Travels with Kapuściński

I've finally gotten around to picking up Ryszard Kapuściński's Travels with Herodotus, which I mentioned previously. I'm 25 pages in and there's so much I could quote, but I thought I'd select the following and encourage others to pick the book up as well. The author relates how he purchased a copy of Hemingway's For Whom the Bell Tolls to work on his English once he'd settled in India:

I returned to the hotel, opened the Hemingway to the first sentence: "He lay flat on the brown, pine-needled floor of the forest, his chin on his folded arms, and high overhead the wind blew in the tops of the pine trees." I understood nothing. I had a small English-Polish pocket dictionary, the only one that had been available in Warsaw. I managed to find the word "brown," but none of the others. I proceeded to the next sentence: "The mountainside sloped gently..." Again—not a word. "There was a stream alongside..." The more I tried to understand this text, the more discouraged I became. I felt trapped. Besieged by language.
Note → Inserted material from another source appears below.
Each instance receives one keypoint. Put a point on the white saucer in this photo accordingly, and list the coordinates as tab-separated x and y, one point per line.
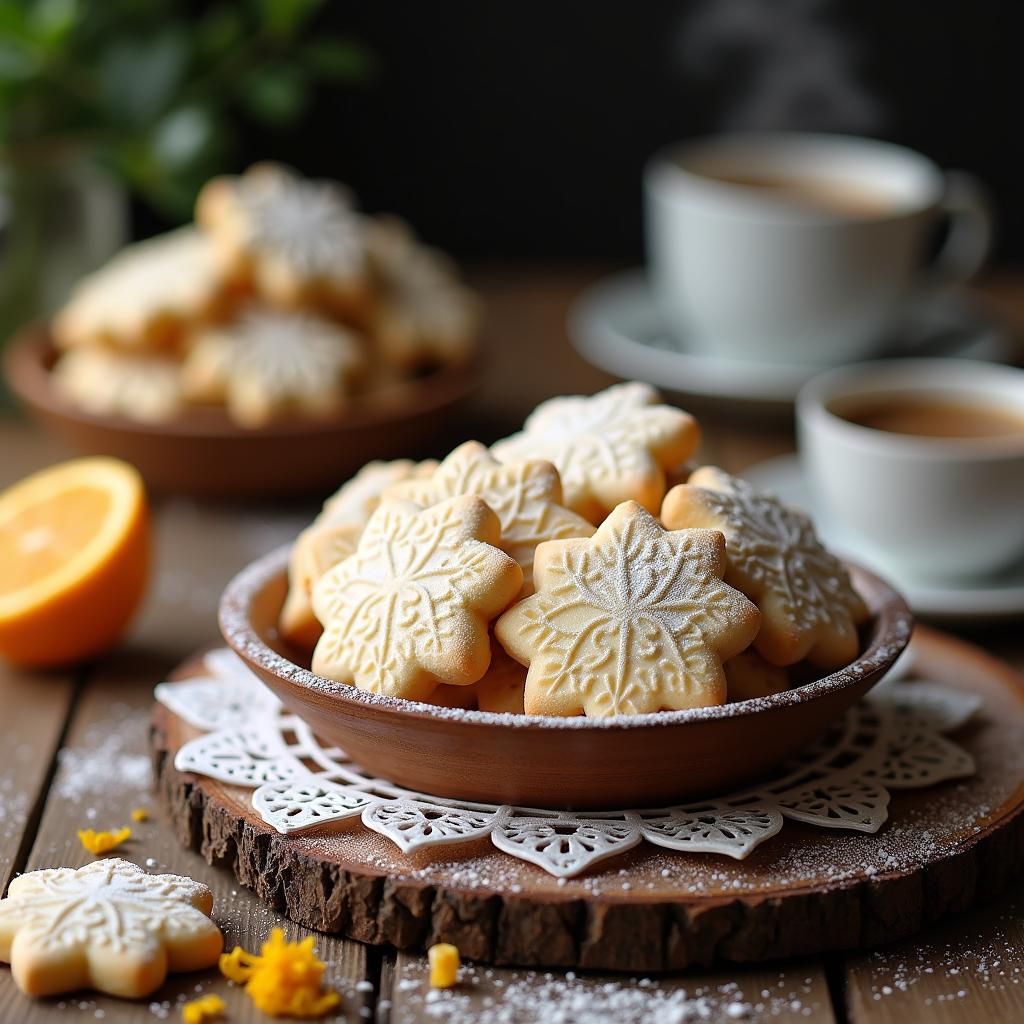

Language struck me at that moment as something material, something with a physical dimension, a wall rising up in the middle of the road and blocking my way, closing off the world, making it unattainable. It was an unpleasant and humiliating sensation.
We've all felt that way, but Greek and Latin have never left us alone in a foreign land. Even Herodotus, as Kapuściński notes, had the benefit of Greek being the lingua franca, which is why English was so important for Kapuściński to learn. How he did it showed great determination and possibly courage, though he really had no choice. One bit in particular could be taken as good advice by students of Greek and Latin:
I was never without the Hemingway, but now I skipped the descriptive passages I couldn't understand and read the dialogues, which were easier...

1 comment:

Laura said...

Hey Dennis,

You've always had a way of making the most mundane topics sound interesting.